# Least Common Denominator Calculator

Find the least common denominator for a set of fractions by providing a list of denominators below.

## Solution

The least common denominator of 22, 88, & 132 is 264 |

264 ÷ 22 = 12 |

264 ÷ 88 = 3 |

264 ÷ 132 = 2 |

## Finding the Least Common Denominator

### What is the Least Common Denominator

A *denominator* is the bottom number of a fraction, or the number below the fraction line. For a fraction 1/3, the denominator is 3.

A *common denominator* is a denominator that is common to the fractions being operated on. For the denominator to be common it must be the same in all fractions. For instance, 1/3 and 2/3 have common denominators, and 1/3 and 2/5 do not have common denominators.

The *least common denominator* is the smallest common denominator. It is the smallest number that is evenly divisible by all uncommon denominators. The least common denominator for the fractions 1/3 and 2/5 is 15. 15 ÷ 3 = 5 and 15 ÷ 3 = 5. Note that there can be no remainder when dividing by one of the denominators by the least common denominator. The least common denominator is also referred to as the lowest common denominator or the least common multiple.

### How to Find the Least Common Denominator Using Factorization

One way to find the least common denominator is to use prime factorization. Find the prime factors of each denominator. Then multiply all of the prime factors, multiplying the factors that are common to both only once, to find the least common denominator. Also see our factors calculator to find the factors of your denominators, including the greatest common factor.

#### Example 1: Finding the Least Common Denominator of 36 and 90

##### Find the prime factors of 36

Divide 36 by 2, which equals 18. 18 and 2 are factors. 18 can be factored again into 6 and 3. 6 can be factored into 2 and 3. The prime factors are thus [3, 3, 2, 2].

##### Find the prime factors of 90

Divide 90 by 10, which equals 9. 9 and 10 are factors. 9 can be factored again into 3 and 3. 10 can be factored into 5 and 2. The prime factors are thus [5, 3, 3, 2].

The prime factors of 36 and 90 are [5, 3, 3, 2, 2]. Note that 3, 3, and 2 are common between 36 and 90 so they are only used once.

The least common denominator = 5 × 3 × 3 × 3 × 2 × 2 = 180.

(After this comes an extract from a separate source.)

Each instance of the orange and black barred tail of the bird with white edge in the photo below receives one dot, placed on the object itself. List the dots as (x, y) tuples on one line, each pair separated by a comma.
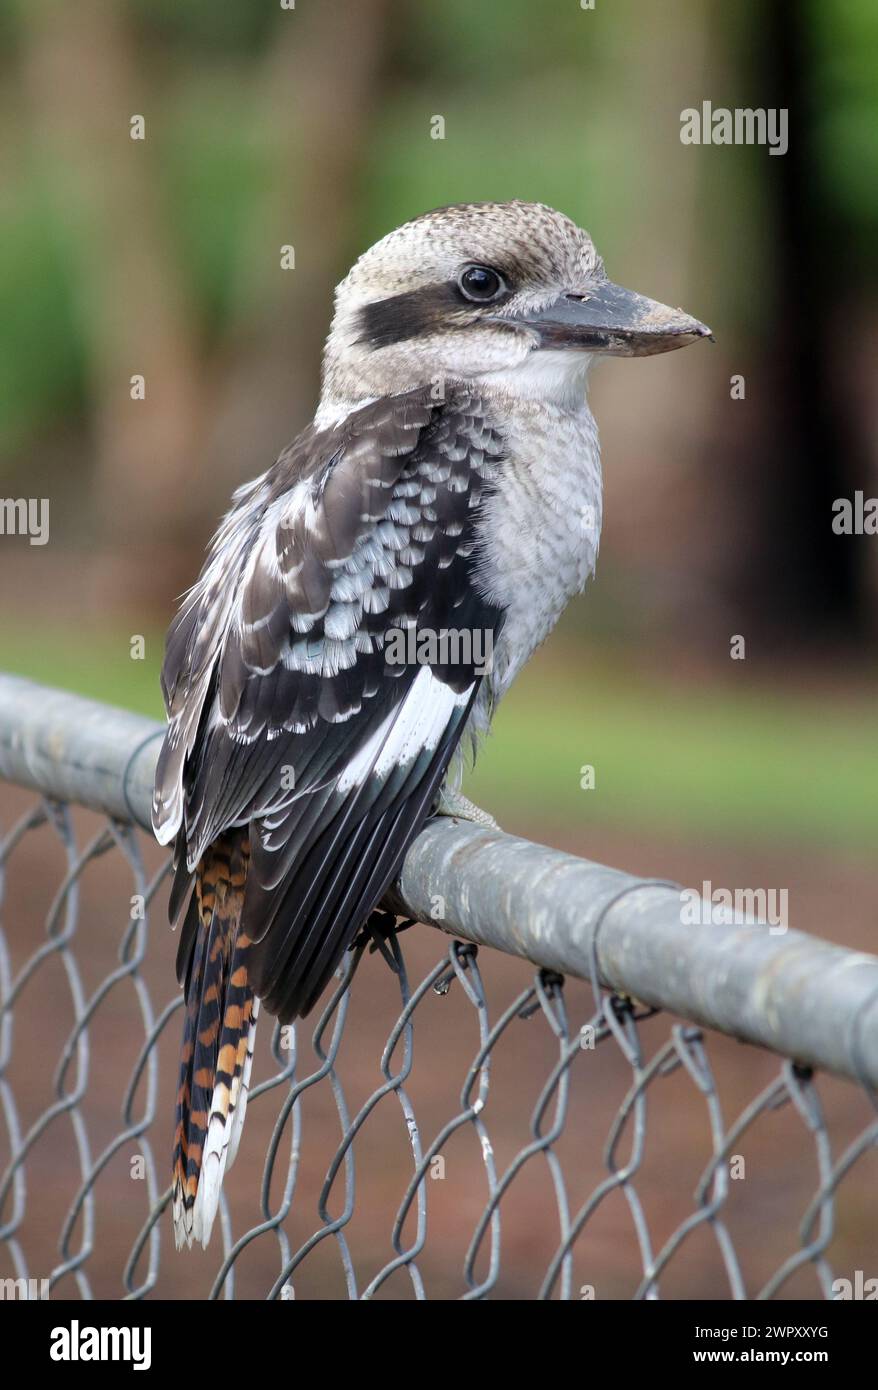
[(219, 1035)]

#### Example 2: Finding the Least Common Denominator of 105 and 165

##### Find the prime factors of 105

Divide 105 by 7, which equals 15. 15 and 7 are factors. 15 can be factored again into 5 and 3. The prime factors are thus [7, 5, 3].

##### Find the prime factors of 165

Divide 165 by 11 which equals 15. 15 and 11 are factors. 15 can be factored again into 5 and 3. The prime factors are thus [11, 5, 3].

The prime factors of 105 and 165 are [11, 7, 5, 3]. Note that 5 and 3 are common between 105 and 165 so they are only used once.

The least common denominator = 11 × 7 × 5 × 3 = 1155.

#### Example 3: Finding the Least Common Denominator of 24 and 42

##### Find the prime factors of 24

Divide 24 by 2, which equals 12. 12 and 2 are factors. 12 can be factored again into 6 and 2. 6 can be factored again into 2 and 3. The prime factors are thus [3, 2, 2, 2].

##### Find the prime factors of 42

Divide 42 by 7 which equals 6. 7 and 6 are factors. 6 can be factored again into 2 and 3. The prime factors are thus [7, 3, 2].

The prime factors for 24 and 42 are [7, 3, 2, 2, 2]. Note that 3 and 2 are common between 24 and 42 so they are only used once.

The least common denominator = 7 × 3 × 2 × 2 × 2 = 168.

### Finding the Least Common Denominator by Finding all Multiples

You can also find the least common denominator by finding all of the multiples of each denominator and finding the smallest multiple that is common to both. Continuing the example above:

The multiples of 3 are [3,6,9,12,15,18,21,24,27,39,…]

The multiples of 5 are [5,10,15,20,25,30,…]

Note that the multiples that are common to both 3 and 5 are 15 and 30. The smallest common multiple is 15, which makes it the least common denominator.